Could “safe_proxy.pac” be hosted in a more decentralized way, so we can prevent a single point of failure?
The current internet has always been a weak link when it comes to security, so shoulden’t we try existing decentralized tools to “test” our beloved SAFE Network. It can’t hurt to start getting in that mind state and maybe it would be fun.
Hmmmm now that I think about it, the decentralized way of doing this is just downloading the file or create your own.
Create your own by copying [quote=“digipl, post:2, topic:7463”]
function FindProxyForURL(url, host) { if (shExpMatch(host, “*.safenet”)) return “PROXY localhost:8101”;
return “DIRECT”;
}
[/quote] and save it as a .pac file
I prefer to save and use a local copy of the file anyway. Although I’m technologically fairly ignorant, I’m imagining that it negates a couple of possible issues. Firstly, there’s no problem if http://visualiser.maidsafe.net/safe_proxy.pac becomes unreachable. Secondly, it avoids relying on a central target should someone want to maliciously alter the file. Please correct me if I’m wrong because then I will learn…
Or just remember the basics what this pac file ought to tell your browser. Browser should simply connect to the Safenet Launcher proxy port on tcp/8101 for all domains ending in .safenet
The first thing I’d ask myself is “what is the likelihood that I noticed something that dozens of devs have not”. That would have given you a good hint.

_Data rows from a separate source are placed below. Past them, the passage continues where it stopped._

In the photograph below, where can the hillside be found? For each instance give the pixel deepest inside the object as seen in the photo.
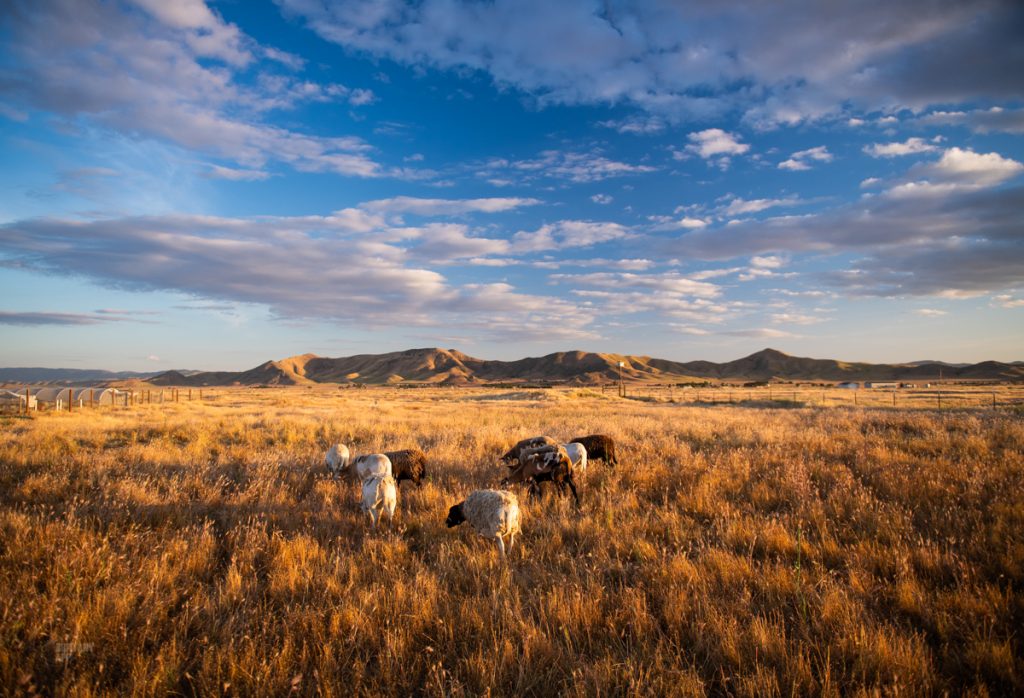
(449, 366)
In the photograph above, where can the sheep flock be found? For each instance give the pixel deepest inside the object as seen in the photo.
(494, 514)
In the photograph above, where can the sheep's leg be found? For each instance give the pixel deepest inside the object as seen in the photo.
(571, 485)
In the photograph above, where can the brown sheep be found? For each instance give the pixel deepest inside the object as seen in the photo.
(512, 454)
(545, 464)
(410, 464)
(599, 446)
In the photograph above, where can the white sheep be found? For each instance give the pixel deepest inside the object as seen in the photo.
(337, 460)
(492, 513)
(380, 495)
(372, 465)
(578, 454)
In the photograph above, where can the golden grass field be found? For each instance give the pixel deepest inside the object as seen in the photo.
(200, 549)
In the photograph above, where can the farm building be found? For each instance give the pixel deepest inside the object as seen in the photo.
(82, 396)
(51, 396)
(100, 396)
(10, 399)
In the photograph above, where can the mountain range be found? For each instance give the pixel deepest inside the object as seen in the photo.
(449, 366)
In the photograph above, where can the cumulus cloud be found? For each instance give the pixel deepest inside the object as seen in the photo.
(574, 167)
(55, 318)
(741, 207)
(567, 234)
(801, 160)
(995, 119)
(445, 207)
(907, 147)
(698, 60)
(716, 144)
(967, 241)
(173, 73)
(347, 266)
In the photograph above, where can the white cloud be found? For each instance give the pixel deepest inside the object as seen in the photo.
(235, 174)
(994, 119)
(768, 262)
(445, 207)
(907, 147)
(567, 234)
(176, 73)
(700, 60)
(1009, 301)
(802, 160)
(716, 143)
(739, 207)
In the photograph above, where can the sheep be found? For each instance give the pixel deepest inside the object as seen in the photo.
(547, 464)
(369, 465)
(578, 454)
(408, 465)
(379, 496)
(599, 446)
(337, 460)
(532, 442)
(492, 513)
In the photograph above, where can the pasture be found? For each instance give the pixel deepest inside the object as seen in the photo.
(201, 549)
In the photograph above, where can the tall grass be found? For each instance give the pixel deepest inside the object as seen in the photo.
(201, 549)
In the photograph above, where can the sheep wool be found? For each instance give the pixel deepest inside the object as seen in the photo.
(493, 513)
(379, 496)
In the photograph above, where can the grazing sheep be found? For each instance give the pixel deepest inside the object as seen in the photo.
(532, 442)
(379, 496)
(371, 464)
(408, 465)
(547, 464)
(599, 446)
(492, 513)
(578, 454)
(337, 460)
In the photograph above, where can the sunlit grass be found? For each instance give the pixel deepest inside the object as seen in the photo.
(193, 548)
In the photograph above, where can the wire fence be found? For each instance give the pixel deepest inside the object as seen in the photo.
(934, 398)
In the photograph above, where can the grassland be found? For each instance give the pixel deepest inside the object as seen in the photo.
(200, 549)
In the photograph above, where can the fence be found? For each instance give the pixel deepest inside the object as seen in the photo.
(934, 398)
(70, 399)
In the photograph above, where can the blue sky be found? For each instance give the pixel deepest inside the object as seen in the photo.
(209, 185)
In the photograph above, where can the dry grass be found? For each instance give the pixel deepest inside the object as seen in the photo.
(201, 549)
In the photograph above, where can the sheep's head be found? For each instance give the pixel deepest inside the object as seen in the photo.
(456, 516)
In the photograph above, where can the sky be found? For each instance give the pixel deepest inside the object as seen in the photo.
(210, 185)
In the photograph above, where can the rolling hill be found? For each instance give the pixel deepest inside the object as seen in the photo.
(449, 366)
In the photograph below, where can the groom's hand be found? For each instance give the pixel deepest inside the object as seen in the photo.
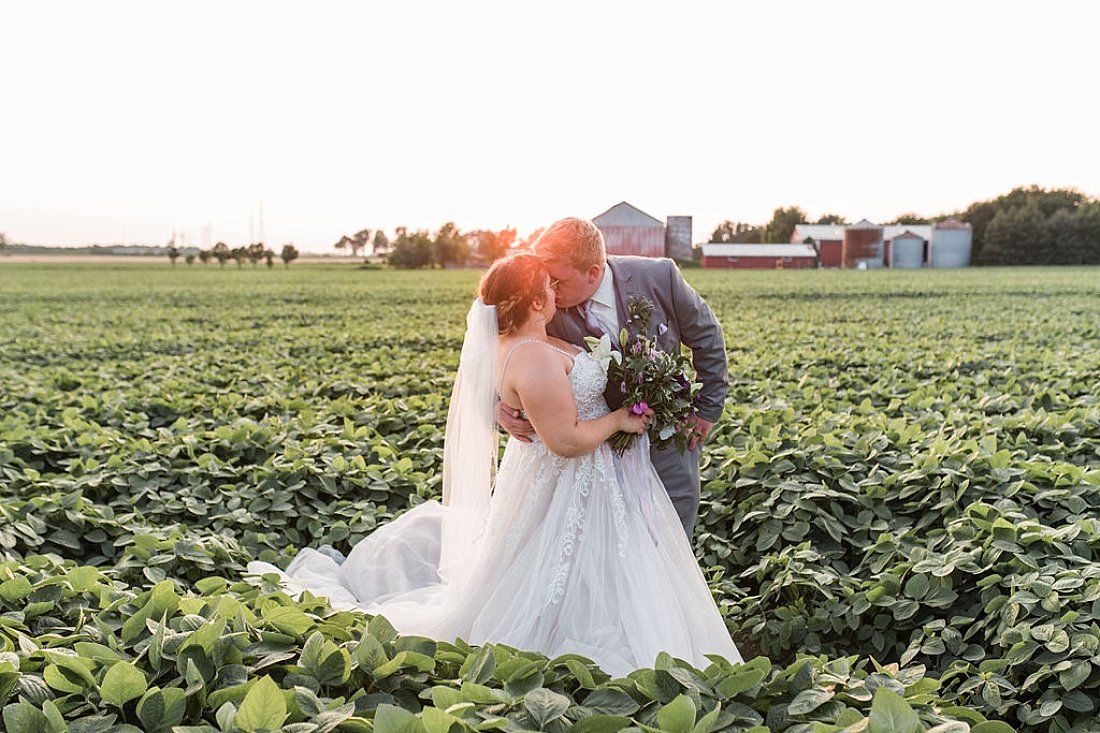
(514, 425)
(695, 430)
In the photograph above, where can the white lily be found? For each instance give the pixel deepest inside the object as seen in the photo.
(602, 350)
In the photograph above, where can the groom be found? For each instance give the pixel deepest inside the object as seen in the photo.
(593, 294)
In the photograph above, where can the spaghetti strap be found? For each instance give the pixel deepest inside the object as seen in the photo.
(507, 357)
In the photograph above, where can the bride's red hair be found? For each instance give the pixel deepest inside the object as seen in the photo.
(514, 284)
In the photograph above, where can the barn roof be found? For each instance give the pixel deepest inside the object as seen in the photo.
(817, 231)
(727, 250)
(893, 231)
(952, 223)
(626, 215)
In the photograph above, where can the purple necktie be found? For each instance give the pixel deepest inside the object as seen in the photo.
(592, 325)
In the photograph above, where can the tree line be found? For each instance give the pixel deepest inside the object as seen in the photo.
(222, 253)
(448, 247)
(1026, 226)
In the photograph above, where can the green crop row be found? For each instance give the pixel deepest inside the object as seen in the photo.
(905, 483)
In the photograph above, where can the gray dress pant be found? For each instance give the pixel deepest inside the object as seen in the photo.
(680, 476)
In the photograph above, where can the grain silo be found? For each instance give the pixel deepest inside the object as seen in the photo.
(950, 244)
(678, 238)
(629, 230)
(862, 245)
(906, 250)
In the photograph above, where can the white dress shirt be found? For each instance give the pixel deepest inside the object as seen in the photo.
(603, 305)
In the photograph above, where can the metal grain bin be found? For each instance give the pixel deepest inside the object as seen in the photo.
(950, 244)
(862, 245)
(678, 238)
(906, 250)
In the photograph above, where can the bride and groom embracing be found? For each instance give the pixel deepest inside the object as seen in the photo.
(551, 550)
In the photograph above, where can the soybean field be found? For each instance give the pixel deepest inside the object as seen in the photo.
(900, 520)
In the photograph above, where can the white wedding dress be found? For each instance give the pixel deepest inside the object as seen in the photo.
(570, 560)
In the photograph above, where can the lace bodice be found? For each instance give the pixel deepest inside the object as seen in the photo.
(589, 381)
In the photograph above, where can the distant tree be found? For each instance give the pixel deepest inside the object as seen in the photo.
(1088, 233)
(724, 232)
(528, 241)
(491, 244)
(221, 253)
(410, 251)
(736, 231)
(783, 222)
(1013, 237)
(361, 240)
(288, 254)
(450, 247)
(381, 242)
(910, 218)
(980, 215)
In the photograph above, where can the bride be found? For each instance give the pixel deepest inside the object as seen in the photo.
(554, 553)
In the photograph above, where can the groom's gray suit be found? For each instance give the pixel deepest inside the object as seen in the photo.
(691, 323)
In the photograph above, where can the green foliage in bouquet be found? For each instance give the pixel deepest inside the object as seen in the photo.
(648, 378)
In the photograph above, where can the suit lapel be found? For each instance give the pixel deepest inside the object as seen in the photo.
(622, 281)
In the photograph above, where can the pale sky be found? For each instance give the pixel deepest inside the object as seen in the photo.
(125, 121)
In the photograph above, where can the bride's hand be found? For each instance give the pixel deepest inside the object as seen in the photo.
(631, 423)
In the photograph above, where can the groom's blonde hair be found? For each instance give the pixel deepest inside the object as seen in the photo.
(576, 242)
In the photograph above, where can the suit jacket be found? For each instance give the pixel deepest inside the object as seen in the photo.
(678, 306)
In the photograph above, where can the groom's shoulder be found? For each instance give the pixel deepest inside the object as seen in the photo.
(636, 264)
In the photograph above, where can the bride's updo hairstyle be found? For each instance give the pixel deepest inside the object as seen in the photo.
(514, 284)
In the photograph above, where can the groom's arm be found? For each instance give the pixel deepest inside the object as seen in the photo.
(701, 332)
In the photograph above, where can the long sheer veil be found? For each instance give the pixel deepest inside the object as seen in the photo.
(470, 446)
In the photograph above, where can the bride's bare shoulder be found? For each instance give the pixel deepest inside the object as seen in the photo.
(532, 360)
(564, 346)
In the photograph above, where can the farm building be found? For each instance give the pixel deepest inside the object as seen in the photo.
(629, 230)
(759, 256)
(867, 244)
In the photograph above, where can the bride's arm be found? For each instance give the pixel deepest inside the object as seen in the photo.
(542, 385)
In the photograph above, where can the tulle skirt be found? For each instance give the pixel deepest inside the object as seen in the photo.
(580, 555)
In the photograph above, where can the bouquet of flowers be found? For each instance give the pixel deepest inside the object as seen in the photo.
(648, 378)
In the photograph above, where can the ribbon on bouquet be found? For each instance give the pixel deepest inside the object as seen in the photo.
(635, 474)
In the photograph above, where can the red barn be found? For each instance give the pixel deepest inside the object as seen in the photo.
(759, 256)
(829, 238)
(629, 230)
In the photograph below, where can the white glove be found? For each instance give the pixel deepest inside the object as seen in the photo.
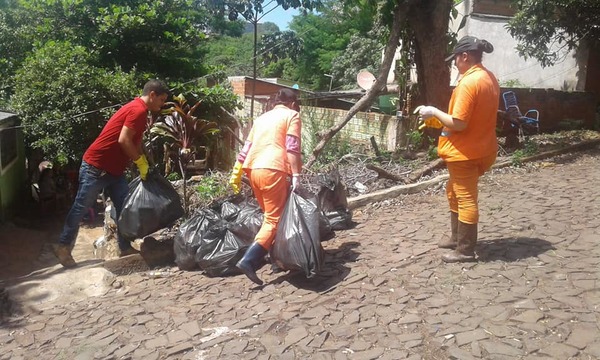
(425, 112)
(295, 181)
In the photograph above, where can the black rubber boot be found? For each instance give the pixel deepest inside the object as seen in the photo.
(252, 261)
(450, 242)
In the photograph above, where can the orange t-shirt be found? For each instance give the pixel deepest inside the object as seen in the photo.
(474, 100)
(268, 136)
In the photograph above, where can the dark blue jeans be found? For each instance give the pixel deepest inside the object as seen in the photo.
(91, 182)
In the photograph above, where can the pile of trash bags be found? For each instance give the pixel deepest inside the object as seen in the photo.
(151, 205)
(214, 239)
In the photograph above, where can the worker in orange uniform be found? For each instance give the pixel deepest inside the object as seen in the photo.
(270, 156)
(467, 143)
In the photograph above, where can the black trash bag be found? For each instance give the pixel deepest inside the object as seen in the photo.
(297, 244)
(229, 210)
(334, 201)
(325, 230)
(151, 205)
(248, 221)
(219, 250)
(189, 237)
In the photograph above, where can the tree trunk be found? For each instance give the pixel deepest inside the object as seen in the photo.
(378, 86)
(428, 20)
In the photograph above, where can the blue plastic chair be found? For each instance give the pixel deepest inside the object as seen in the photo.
(526, 124)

What you (and the folks who’ve responded so far) obviously couldn’t notice is the weakness that actually exists is that the ability to slightly change that simple PAC file could produce some interesting results.
The PAC file doesn’t have to be there, it’s just for the less technical users to be able to get on board. Fortunately for you, you are SAFE from the risk I just described because you couldn’t figure out how to use the PAC file
If one replaces return "PROXY localhost:8101"; with return "PROXY suckme.ru:8101"; he can watch (and more) your traffic.
Right. Was on tablet and if you ever commented (not just used) on this forum using a tablet you know how it masks 80% of the screen. It’s been much worse since last week because now the site is even slower so it’s really hard to scroll up and down to review comments. I did that but only once and didn’t notice yours.
Does it have to be? No as @digipl and others point out it can be copied / hosted elsewhere. We’ve also suggested a way that the PAC file can be served from the launcher so as to mitigate these issues.
I suggested an edit of Proxy Setup to mention downloading the .pac file as a more decentralized alternative. This suggested edit is queued for review, so it’s up to the moderators of maidsafe’s readme.io docs now.